The problem of outliers in clustering

  • Author:
  • Thatimakula Sudha1, Swapna Sree Reddy Obili2
  • Total Page Count: 23
  • Page Number: 138 to 160

1Research Supervisor, Sri Padmavathi Women's University, Tirupati

2PhD Research Scholar, Sri Padmavathi Women's University, Tirupati

Online published on 26 June, 2013.

Abstract

Clustering has been widely used in many applications including data mining, pattern recognition and machine learning. Noise is a major problem in cluster analysis, which degrades the performance of many existing methods. This paper is aimed at solving noise problems in data clustering.

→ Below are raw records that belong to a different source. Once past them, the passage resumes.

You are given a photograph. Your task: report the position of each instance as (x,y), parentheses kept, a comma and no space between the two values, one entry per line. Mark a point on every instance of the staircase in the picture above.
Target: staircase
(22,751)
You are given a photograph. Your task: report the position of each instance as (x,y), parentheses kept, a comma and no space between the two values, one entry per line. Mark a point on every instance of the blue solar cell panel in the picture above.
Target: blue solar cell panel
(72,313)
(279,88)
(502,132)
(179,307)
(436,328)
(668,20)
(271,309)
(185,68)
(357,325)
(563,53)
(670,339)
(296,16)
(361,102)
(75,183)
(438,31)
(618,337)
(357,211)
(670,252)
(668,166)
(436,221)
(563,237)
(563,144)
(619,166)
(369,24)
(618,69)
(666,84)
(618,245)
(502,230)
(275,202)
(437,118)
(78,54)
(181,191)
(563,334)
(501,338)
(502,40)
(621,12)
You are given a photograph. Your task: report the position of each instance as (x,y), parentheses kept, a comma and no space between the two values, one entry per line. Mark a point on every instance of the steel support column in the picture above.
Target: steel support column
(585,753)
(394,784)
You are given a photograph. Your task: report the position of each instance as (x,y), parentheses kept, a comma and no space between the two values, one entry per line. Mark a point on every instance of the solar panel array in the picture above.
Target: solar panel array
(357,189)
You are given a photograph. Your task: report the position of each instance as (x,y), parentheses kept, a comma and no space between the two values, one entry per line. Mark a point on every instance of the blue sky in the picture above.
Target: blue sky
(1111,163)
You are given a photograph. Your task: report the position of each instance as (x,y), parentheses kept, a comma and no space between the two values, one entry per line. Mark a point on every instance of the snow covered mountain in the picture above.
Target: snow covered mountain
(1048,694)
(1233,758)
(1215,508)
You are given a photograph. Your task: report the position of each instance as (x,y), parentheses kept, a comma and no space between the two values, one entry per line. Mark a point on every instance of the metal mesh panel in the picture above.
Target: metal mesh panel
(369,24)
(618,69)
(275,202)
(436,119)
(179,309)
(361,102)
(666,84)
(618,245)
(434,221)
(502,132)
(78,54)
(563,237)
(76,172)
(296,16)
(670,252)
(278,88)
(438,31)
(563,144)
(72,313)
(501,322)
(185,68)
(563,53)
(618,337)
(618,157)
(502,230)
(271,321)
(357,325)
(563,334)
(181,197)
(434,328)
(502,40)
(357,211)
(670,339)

Many existing clustering algorithms are sensitive to the presence of outliers. In this paper, a new robust operator is developed to attack this problem, namely the modified l2 norm. There are many merits in using this new measure. No sensitiveuser-defined parameter is needed for this measure and it automatically assigns a small weight to the sample, which is far away from the cluster center. It is robust to outliers and has a theoretical 50% breakdown point. It can be solved without using an exhaustive search and can be extended to more general prototype, for example curve. We have tested this method with four synthetic and three real world datasets. Experiment results show that the method yields better results than other clustering algorithms.